L’idea alla base del disegno di legge è identificare un nucleo fondamentale di diritti, applicabile a tutti i rapporti di lavoro – pubblici, privati, autonomi, subordinati, associativi, o atipici che siano – che escluda, del tutto e finalmente, il famigerato articolo 18. Fuori da questo nucleo, in cui rientrano anche norme su salute e sicurezza dei lavratori, tutto è negoziabile e delegato alla contrattazione aziendale o individuale, dall’apprendistato alla risoluzione delle controversie.
Paradossalmente, la parte migliore della proposta di legge presentata al Senato è però forse quello che non c’è; e cioè la presunzione della politica di conoscere il lavoro e le imprese di oggi e di domani. Nessuno può prevedere il futuro e il lavoro, purtroppo o per fortuna, non può essere creato per decreto. Per questo hanno ragione da vendere i relatori della proposta, nell’ispirarsi alla diffidenza verso il formalismo giuridico e alla fiducia nell’apprendimento continuo che Marco Biagi intuì essere l’unico motore del lavoro che è e che sarà.
Twitter: @glmannheimer
Unico appunto: se l’azienda sposta parte del rischio di impresa sul prestatore d’opera, quest’ultimo va pagato di PIU’, non di meno.

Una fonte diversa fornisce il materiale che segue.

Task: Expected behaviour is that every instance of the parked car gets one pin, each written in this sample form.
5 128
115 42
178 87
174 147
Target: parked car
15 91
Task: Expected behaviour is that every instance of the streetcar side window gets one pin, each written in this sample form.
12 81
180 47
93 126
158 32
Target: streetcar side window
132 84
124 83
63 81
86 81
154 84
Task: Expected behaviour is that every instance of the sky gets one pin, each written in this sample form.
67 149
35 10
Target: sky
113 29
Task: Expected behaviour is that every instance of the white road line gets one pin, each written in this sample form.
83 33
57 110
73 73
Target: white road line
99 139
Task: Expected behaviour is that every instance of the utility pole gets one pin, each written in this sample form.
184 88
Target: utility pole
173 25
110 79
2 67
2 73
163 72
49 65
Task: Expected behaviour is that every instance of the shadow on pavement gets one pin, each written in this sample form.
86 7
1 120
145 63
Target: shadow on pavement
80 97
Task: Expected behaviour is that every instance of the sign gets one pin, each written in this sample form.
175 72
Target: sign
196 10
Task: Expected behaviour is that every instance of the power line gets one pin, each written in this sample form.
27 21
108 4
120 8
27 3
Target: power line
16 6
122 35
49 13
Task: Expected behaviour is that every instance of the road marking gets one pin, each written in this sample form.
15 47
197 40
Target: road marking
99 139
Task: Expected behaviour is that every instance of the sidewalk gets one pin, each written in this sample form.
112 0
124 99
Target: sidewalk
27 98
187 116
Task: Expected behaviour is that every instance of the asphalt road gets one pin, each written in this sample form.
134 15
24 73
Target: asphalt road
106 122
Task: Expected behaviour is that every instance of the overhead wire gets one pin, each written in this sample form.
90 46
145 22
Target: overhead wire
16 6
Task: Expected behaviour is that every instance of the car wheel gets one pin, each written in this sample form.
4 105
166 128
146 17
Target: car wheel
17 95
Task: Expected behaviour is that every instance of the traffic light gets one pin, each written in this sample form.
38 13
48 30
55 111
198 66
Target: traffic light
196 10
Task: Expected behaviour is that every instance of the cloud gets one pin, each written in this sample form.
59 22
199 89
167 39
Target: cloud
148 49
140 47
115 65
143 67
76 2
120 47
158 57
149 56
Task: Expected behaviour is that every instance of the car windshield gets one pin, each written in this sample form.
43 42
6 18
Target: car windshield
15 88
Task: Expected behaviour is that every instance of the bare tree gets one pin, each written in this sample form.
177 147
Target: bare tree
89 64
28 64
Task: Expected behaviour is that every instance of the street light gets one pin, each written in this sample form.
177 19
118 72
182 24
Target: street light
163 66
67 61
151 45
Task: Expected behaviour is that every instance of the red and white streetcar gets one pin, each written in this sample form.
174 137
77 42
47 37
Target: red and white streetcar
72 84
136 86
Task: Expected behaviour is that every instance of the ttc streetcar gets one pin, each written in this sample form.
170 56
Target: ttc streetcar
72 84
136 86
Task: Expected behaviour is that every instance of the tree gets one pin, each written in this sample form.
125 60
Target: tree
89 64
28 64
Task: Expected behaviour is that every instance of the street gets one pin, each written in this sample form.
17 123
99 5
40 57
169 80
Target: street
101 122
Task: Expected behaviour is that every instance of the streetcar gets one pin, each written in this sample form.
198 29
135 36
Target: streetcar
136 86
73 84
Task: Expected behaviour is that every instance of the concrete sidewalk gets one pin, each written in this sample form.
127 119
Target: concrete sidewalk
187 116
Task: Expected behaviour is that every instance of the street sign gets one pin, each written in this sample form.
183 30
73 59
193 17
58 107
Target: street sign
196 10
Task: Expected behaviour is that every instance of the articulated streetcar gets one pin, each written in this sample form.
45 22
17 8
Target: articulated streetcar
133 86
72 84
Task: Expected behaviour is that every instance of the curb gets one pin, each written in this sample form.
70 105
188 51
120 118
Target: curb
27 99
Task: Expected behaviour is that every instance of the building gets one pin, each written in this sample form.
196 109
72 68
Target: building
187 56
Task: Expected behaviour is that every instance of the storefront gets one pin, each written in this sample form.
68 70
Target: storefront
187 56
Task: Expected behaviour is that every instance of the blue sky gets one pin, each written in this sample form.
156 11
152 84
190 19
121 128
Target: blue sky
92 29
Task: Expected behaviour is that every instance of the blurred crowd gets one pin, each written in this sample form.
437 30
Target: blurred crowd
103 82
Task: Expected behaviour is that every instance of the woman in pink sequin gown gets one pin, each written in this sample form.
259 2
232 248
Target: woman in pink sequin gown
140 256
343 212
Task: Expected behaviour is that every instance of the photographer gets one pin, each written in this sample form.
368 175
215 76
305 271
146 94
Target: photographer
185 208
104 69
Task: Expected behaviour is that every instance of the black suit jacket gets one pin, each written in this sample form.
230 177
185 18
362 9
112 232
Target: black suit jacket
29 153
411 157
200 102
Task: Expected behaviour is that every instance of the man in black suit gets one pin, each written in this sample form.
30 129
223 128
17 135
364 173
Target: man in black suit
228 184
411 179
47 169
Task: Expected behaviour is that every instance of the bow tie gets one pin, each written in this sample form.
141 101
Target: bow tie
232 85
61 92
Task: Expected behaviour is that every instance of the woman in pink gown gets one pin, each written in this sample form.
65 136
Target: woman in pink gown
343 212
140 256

La contrattazione individuale, su questo tema, a mio parere funziona solo per profili altamente specialistici.
Mi devono comunque spiegare cosa ci sia di formalistico e ideologico nel considerare inerentemente di tipo subordinato il lavoro di segreteria o di commesso di negozio..
bha….mi sembra il solito vecchio discorso dell’armiamoci e partite deciso da chi sicuramente non vivrà mai sulla propria pelle il cambiamento che certe decisioni comportano.Tutto bene quando il sistema Paese funziona,è efficiente,l’economia va bene e quindi c’è un vivace mercato tra domanda e offerta imprenditore-lavoratore,ma in una Nazione come l’Italia in una situazione economica di questo tipo credo che si ridurrebbe all’ennesima compressione/eliminazione di diritti per i dipendenti e alla solita guerra tra poveri.Non ti va bene quello che ti offro?guarda,fuori c’è la fila,avanti un altro.Con questo non intendo assolutamente fare una colpa agli imprenditori e neppure voglio esprimere un giodizio morale/etico sul loro operato.Utilizzano al meglio (spero….) le possibilità che il sistema offre loro,cioè in questo caso la possibilità di comprimere i costi agendo sulla leva del salario dei dipendenti .Giusto?Sbagliato?E’ così.A me non piace,non lo ritengo giusto perchè è sempre il lavoratore negli ultimi anni la parte più debole che,se vuole vivere,deve accettare compromessi di ogni tipo per non vedersi soffiare il posto da chi si accontenta più di lui.Giusto per fare un minimo di riferimentomi viene in mente quello che succede nel settore dei servizi,call center,grandi ditte di trasporto e di logistica.Probabilmente anagraficamente appartengo ad una delle ultime generazioni che ha avuto la possibilità di vivere in un sistema sicuramente ridondante e sbilanciato che ha offerto anche troppo per quanto riguarda le tutele e per questo motivo la trasformazione di questo Paese in un sistema all’americana dove chi può ha e chi non può si arrangi e vada pure a fondo mi lascia molta tristezza.